The introduction of cloudified environments in the telco business landscape also presents some shifts in the value chain. For example, telcos are now being presented a second option of telco cloud deployment—the multi-vendor approach, in which different network equipment vendors are responsible for different components of the telco.
“While this approach seems to provide some benefits, such as avoiding single-vendor lock in, it also requires substantial coordination of effort, not only through robust MANO, but also between stakeholders during certain key phases of the telco cloud deployment, such as the design and planning phase,” explains Kangrui Ling, 5G Core and Edge Networks Research Analyst at ABI Research.
Another 5G Core and Edge Networks trend highlighted in the whitepaper: 5G network slicing stands to create approximately US$8.9 billion by 2026 at a CAGR of 76%.

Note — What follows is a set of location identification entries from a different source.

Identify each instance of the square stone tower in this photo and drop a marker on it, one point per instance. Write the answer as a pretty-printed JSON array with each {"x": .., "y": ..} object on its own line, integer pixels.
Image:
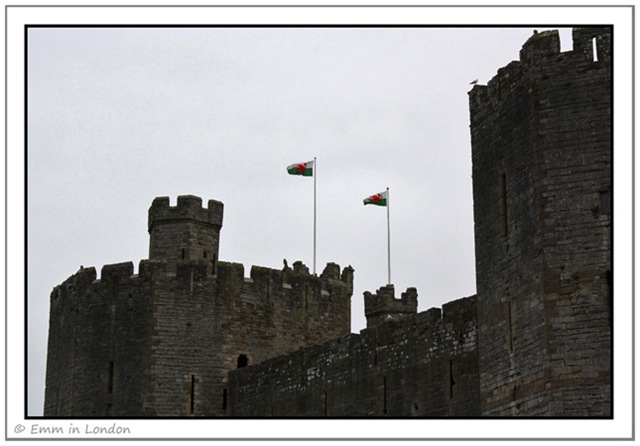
[{"x": 541, "y": 134}]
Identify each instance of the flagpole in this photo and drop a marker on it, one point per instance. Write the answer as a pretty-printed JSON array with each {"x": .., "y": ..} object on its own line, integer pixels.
[
  {"x": 388, "y": 239},
  {"x": 315, "y": 174}
]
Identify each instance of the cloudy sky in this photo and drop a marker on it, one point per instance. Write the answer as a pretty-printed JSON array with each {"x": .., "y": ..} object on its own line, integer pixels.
[{"x": 119, "y": 116}]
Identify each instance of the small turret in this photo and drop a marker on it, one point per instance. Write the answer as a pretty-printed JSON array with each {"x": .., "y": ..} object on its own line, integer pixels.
[
  {"x": 383, "y": 306},
  {"x": 186, "y": 231}
]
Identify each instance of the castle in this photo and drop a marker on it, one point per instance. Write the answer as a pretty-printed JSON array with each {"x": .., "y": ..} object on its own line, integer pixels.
[{"x": 190, "y": 335}]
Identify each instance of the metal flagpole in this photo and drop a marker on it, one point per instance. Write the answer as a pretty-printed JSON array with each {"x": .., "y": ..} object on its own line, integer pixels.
[
  {"x": 388, "y": 239},
  {"x": 315, "y": 174}
]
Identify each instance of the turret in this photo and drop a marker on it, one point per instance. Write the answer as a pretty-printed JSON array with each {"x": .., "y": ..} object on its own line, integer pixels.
[
  {"x": 383, "y": 306},
  {"x": 186, "y": 231}
]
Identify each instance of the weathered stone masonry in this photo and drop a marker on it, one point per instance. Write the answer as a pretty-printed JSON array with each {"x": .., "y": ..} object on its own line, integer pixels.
[
  {"x": 421, "y": 365},
  {"x": 541, "y": 143},
  {"x": 161, "y": 342},
  {"x": 189, "y": 335}
]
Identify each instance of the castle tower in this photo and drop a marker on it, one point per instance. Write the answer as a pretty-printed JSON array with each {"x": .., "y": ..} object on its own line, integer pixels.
[
  {"x": 383, "y": 306},
  {"x": 541, "y": 147},
  {"x": 162, "y": 342},
  {"x": 185, "y": 232}
]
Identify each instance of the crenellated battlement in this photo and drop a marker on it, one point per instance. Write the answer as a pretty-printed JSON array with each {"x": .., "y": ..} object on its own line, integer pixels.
[
  {"x": 539, "y": 57},
  {"x": 287, "y": 277},
  {"x": 383, "y": 306},
  {"x": 188, "y": 208}
]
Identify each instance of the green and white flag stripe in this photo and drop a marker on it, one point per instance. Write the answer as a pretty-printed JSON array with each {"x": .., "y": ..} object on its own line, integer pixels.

Don Alusha, senior analyst at ABI Research points out that the figure is a drop in the bucket for Communication Service Provider (CSP) service revenue. CSPs continue to possess strong network assets, namely low-latency, last-mile access and core network capabilities.
But for the broader industry, capturing significant new growth opportunity will vary in line with their corresponding digitization initiatives and readiness to adopt new technologies like 5G core networks and cloud-native principles.
Conversely, hyperscalers like Microsoft and Amazon are cognizant of these dynamics and are positioning themselves accordingly with telco-specific solutions like Amazon Web Services (AWS) Wavelength and Microsoft Azure Edge Zones, particularly on edge computing deployments.
“Though moderate in the next 5 years, new value creation abounds, but the jury is still out who captures what parts of the bigger emerging 5G edge and network slicing ecosystem,” Alusha concluded.